Lip Gallagher

    Lip Gallagher

    💞|𝐒𝐞𝐜𝐨𝐧𝐝 𝐜𝐡𝐚𝐧𝐜𝐞?

    Lip Gallagher
    c.ai

    South Side kids didn’t grow up soft. You learned to run, to lie, to fight, and to love like it might be the only thing keeping you from drowning. You and Lip Gallagher? You were the story they didn’t see coming. From the alleyways to the rooftops, you were his ride or die, ever since the two of you were scrawny kids stealing candy and trading secrets under rusted fire escapes. Fourteen hit and he kissed you, shy and stupid and sure. By fifteen, he gave you a ring—cheap, silver, his whole savings from selling weed behind the gas station, He said, “It ain’t much, but it’s you and me.” Even you lost your virginity together.

    But then came seventeen. And Karen Jackson. She sat next to him in math support, giggling at his jokes, touching his arm like she owned it. You never liked the way she looked at him. And when the whispers started—about what she did to him in the back of the library—you believed them.

    You found him behind the Alibi, smoke clinging to his jacket like sin. You screamed. You shoved. You slapped. You threw the ring so hard it bounced off the sidewalk and into the gutter. And you walked away. He didn’t chase you.

    That was a month ago.

    Now he’s sitting on the rusted stairs of the water tower—the place you two always went to escape. His tank shirt big, his eyes darker than you remember. Cigarette trembling between his fingers. He hasn’t eaten in days. You didn’t think he’d be here. You came just to sit where it didn’t hurt so much.

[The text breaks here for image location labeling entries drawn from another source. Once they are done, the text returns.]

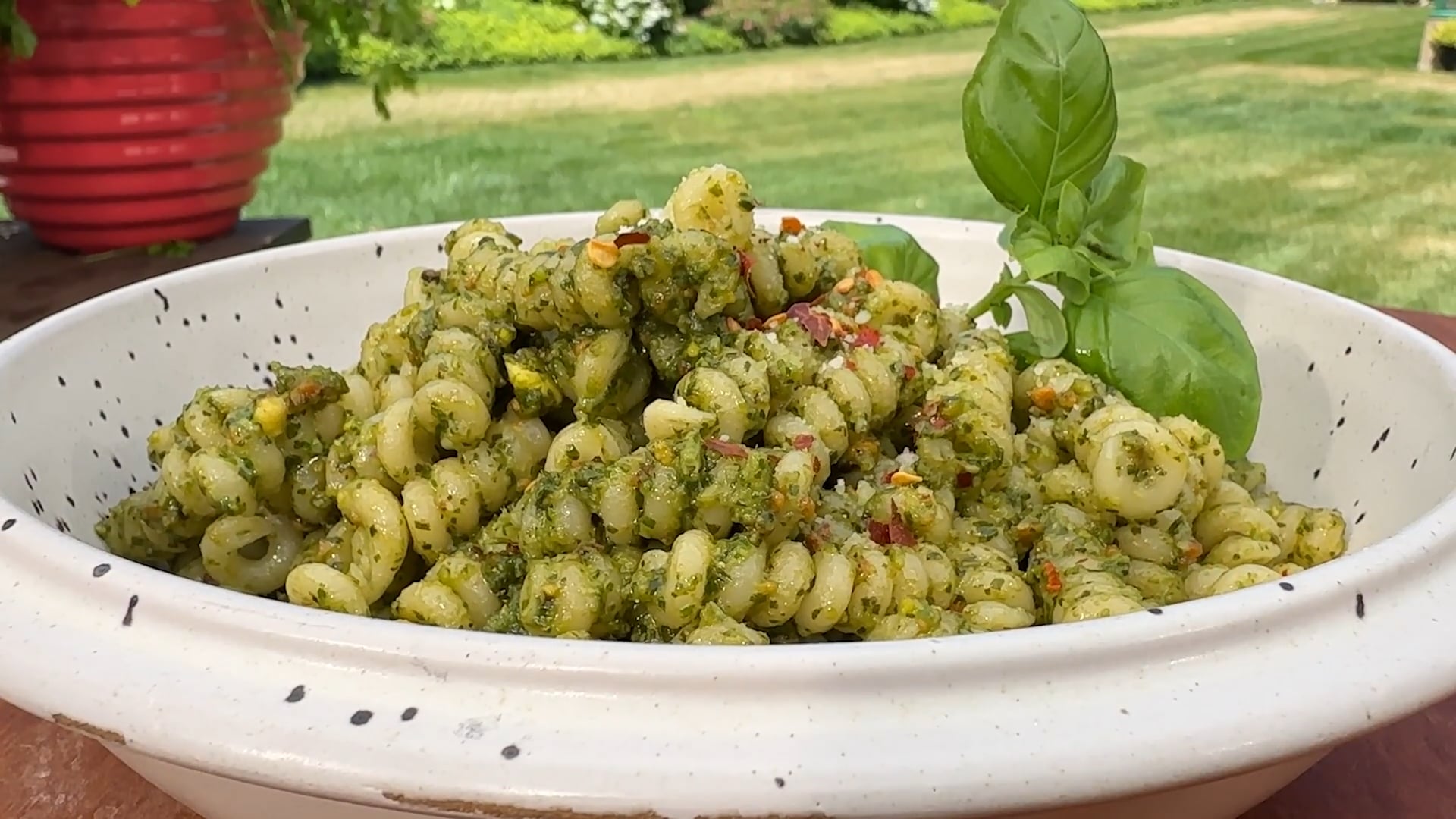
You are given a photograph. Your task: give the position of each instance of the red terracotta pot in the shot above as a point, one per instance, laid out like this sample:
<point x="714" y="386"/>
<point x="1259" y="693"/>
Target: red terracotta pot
<point x="136" y="126"/>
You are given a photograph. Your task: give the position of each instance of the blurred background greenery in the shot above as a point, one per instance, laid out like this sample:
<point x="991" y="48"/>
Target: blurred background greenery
<point x="1291" y="136"/>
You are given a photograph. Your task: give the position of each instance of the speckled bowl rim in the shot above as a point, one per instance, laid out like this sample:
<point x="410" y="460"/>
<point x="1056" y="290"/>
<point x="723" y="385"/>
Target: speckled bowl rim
<point x="1245" y="735"/>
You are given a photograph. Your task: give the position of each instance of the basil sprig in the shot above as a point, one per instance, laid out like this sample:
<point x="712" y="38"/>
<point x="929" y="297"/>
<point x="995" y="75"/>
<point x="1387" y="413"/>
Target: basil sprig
<point x="1040" y="118"/>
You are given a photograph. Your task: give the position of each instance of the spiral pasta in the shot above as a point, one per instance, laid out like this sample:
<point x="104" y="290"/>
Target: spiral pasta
<point x="965" y="430"/>
<point x="1078" y="573"/>
<point x="691" y="428"/>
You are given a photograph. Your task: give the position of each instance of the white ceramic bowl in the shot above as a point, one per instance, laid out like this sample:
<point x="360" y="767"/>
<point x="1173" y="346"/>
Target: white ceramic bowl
<point x="243" y="707"/>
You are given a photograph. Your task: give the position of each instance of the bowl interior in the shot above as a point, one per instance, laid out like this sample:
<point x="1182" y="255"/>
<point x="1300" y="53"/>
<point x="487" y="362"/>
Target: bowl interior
<point x="1356" y="411"/>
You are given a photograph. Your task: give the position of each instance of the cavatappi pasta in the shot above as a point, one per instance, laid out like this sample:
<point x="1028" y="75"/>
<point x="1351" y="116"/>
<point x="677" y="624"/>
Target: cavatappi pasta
<point x="689" y="428"/>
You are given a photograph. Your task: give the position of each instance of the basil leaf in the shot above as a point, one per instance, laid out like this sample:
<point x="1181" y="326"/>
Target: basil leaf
<point x="1003" y="238"/>
<point x="1072" y="212"/>
<point x="1044" y="319"/>
<point x="1040" y="108"/>
<point x="893" y="253"/>
<point x="1114" y="216"/>
<point x="1024" y="349"/>
<point x="1076" y="283"/>
<point x="1172" y="347"/>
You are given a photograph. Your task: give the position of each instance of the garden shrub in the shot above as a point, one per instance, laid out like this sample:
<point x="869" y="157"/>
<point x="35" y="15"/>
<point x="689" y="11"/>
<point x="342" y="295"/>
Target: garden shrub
<point x="1130" y="5"/>
<point x="858" y="24"/>
<point x="909" y="6"/>
<point x="965" y="14"/>
<point x="696" y="37"/>
<point x="766" y="24"/>
<point x="644" y="20"/>
<point x="1445" y="34"/>
<point x="509" y="33"/>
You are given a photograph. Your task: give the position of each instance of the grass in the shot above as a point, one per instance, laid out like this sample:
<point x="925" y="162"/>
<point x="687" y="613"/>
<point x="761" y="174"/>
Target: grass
<point x="1294" y="139"/>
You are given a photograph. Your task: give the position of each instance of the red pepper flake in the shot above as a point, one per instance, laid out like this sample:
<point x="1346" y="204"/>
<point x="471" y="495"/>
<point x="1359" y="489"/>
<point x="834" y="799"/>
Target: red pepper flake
<point x="1193" y="551"/>
<point x="727" y="447"/>
<point x="1053" y="577"/>
<point x="899" y="532"/>
<point x="867" y="337"/>
<point x="814" y="322"/>
<point x="745" y="262"/>
<point x="880" y="532"/>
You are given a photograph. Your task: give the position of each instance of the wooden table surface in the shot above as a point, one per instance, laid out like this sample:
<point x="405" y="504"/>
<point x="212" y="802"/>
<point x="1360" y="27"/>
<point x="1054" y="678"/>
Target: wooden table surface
<point x="1405" y="771"/>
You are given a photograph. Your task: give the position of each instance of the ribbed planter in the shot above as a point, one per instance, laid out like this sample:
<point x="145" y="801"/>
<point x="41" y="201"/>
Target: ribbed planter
<point x="136" y="126"/>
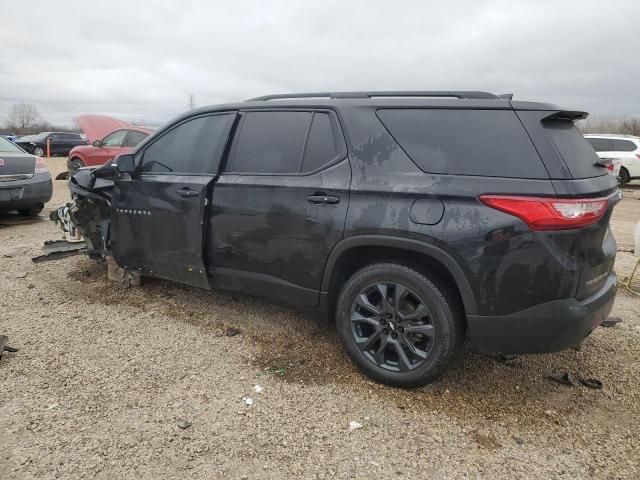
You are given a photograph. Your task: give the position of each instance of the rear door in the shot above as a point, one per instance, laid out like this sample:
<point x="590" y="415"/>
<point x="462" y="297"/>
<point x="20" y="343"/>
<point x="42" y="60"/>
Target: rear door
<point x="159" y="213"/>
<point x="280" y="205"/>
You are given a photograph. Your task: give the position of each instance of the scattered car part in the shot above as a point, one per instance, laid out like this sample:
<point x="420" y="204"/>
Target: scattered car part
<point x="4" y="347"/>
<point x="564" y="379"/>
<point x="611" y="322"/>
<point x="592" y="383"/>
<point x="55" y="249"/>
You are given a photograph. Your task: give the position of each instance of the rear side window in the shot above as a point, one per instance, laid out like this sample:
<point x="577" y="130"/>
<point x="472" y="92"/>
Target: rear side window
<point x="465" y="142"/>
<point x="194" y="147"/>
<point x="321" y="145"/>
<point x="623" y="145"/>
<point x="271" y="142"/>
<point x="601" y="144"/>
<point x="578" y="155"/>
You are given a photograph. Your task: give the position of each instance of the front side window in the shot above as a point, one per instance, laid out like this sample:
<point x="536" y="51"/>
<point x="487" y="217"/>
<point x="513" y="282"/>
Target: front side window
<point x="193" y="147"/>
<point x="624" y="146"/>
<point x="114" y="139"/>
<point x="271" y="142"/>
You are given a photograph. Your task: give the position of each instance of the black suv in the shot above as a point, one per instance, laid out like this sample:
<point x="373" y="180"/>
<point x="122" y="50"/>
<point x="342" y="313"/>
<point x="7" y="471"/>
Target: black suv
<point x="60" y="143"/>
<point x="412" y="219"/>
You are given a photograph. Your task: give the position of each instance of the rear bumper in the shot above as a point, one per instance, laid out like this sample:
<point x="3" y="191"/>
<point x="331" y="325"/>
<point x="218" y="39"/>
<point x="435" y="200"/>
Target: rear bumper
<point x="28" y="193"/>
<point x="548" y="327"/>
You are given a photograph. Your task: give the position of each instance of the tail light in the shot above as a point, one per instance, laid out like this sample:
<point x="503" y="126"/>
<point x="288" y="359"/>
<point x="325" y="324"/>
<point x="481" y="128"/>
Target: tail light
<point x="541" y="213"/>
<point x="41" y="165"/>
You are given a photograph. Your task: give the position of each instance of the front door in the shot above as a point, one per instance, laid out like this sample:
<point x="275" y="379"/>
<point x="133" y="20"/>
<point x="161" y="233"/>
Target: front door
<point x="159" y="214"/>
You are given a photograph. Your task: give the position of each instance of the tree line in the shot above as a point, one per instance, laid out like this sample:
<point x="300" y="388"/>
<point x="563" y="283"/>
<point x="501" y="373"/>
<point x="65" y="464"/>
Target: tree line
<point x="24" y="119"/>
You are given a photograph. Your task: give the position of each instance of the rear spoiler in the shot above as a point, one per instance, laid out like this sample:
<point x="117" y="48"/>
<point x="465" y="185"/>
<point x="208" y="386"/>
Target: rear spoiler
<point x="570" y="115"/>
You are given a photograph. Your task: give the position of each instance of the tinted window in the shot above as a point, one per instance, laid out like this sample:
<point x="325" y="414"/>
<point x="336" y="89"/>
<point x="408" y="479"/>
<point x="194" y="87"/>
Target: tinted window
<point x="577" y="153"/>
<point x="624" y="146"/>
<point x="134" y="138"/>
<point x="195" y="146"/>
<point x="8" y="146"/>
<point x="601" y="144"/>
<point x="465" y="142"/>
<point x="271" y="142"/>
<point x="114" y="139"/>
<point x="321" y="146"/>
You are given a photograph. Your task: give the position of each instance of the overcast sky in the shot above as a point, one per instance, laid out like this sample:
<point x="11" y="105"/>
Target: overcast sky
<point x="141" y="60"/>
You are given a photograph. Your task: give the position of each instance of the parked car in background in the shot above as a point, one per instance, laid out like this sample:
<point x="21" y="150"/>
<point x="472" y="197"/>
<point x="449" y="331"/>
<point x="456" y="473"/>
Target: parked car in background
<point x="101" y="151"/>
<point x="624" y="148"/>
<point x="60" y="143"/>
<point x="25" y="182"/>
<point x="414" y="223"/>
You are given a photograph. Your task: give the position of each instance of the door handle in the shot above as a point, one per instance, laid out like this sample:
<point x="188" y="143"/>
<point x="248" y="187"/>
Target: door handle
<point x="187" y="192"/>
<point x="323" y="199"/>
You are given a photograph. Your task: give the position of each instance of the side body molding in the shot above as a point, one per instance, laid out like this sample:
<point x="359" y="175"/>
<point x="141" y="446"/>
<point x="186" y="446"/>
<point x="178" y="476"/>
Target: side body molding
<point x="436" y="253"/>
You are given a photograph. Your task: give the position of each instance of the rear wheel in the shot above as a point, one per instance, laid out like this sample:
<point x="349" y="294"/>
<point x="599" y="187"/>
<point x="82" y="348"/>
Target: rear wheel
<point x="398" y="326"/>
<point x="624" y="176"/>
<point x="31" y="211"/>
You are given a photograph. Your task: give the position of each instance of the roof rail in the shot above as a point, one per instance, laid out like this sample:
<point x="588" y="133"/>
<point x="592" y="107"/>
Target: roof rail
<point x="409" y="93"/>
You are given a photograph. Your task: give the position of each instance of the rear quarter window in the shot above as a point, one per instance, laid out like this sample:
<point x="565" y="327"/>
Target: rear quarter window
<point x="465" y="142"/>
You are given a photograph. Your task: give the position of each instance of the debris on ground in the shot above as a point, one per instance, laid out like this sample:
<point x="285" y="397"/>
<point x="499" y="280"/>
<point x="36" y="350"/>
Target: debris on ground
<point x="592" y="383"/>
<point x="232" y="332"/>
<point x="4" y="347"/>
<point x="353" y="425"/>
<point x="486" y="441"/>
<point x="611" y="322"/>
<point x="564" y="379"/>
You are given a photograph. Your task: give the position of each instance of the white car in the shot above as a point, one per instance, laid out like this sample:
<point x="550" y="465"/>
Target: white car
<point x="622" y="149"/>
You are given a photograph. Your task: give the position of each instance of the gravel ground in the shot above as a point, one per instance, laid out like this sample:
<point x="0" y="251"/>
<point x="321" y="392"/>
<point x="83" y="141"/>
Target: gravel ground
<point x="147" y="383"/>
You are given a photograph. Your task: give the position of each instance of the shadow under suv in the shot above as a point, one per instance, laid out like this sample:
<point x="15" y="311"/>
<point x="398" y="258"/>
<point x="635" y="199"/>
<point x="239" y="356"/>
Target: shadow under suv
<point x="412" y="219"/>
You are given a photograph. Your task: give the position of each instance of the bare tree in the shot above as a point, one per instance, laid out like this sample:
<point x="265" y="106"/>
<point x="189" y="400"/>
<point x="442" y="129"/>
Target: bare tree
<point x="22" y="116"/>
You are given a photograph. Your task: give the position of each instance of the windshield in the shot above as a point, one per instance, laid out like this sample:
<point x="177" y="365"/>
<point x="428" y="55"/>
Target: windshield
<point x="7" y="146"/>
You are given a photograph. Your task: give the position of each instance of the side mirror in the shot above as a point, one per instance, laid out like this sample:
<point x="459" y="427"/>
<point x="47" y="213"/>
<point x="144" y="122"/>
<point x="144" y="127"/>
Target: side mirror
<point x="125" y="163"/>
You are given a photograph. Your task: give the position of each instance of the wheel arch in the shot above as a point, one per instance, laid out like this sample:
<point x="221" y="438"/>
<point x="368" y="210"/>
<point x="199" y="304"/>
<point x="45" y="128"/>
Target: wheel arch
<point x="353" y="252"/>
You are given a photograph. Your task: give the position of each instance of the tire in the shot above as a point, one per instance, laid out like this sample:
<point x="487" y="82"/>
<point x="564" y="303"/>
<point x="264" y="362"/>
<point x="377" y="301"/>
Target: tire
<point x="624" y="176"/>
<point x="31" y="211"/>
<point x="428" y="308"/>
<point x="75" y="164"/>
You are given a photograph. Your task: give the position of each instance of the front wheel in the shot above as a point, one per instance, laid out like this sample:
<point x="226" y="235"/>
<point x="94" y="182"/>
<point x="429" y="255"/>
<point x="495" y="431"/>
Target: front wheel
<point x="398" y="326"/>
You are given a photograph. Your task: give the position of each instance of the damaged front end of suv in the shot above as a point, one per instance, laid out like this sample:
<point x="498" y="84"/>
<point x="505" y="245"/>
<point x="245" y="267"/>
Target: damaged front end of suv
<point x="89" y="212"/>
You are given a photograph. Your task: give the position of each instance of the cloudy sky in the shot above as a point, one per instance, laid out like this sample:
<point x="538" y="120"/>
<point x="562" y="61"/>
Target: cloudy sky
<point x="142" y="60"/>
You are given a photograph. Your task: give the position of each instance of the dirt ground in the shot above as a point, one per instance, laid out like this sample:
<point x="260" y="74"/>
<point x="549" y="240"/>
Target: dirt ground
<point x="148" y="383"/>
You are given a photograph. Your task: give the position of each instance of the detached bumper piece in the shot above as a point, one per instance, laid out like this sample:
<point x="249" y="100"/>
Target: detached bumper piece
<point x="544" y="328"/>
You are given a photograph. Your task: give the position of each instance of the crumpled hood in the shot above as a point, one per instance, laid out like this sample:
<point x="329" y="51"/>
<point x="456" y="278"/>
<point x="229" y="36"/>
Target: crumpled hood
<point x="96" y="127"/>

    But there he is. And you freeze.

    He sees you.

    Doesn’t say a word.

    Just flicks the ash off the end of the cigarette and looks away like your ghost might vanish if he doesn’t stare too hard.

    You don’t know if you should speak. You don’t know if you’ll scream again. Or cry. Or fall into his arms. Because what you never knew—what he never said—is that it was just a kiss. That she kissed him. That he pushed her off.

    But you left before he could tell you.

    And now you’re both standing in the wreckage of something that might still be alive. Maybe. If either of you dares to reach for it again.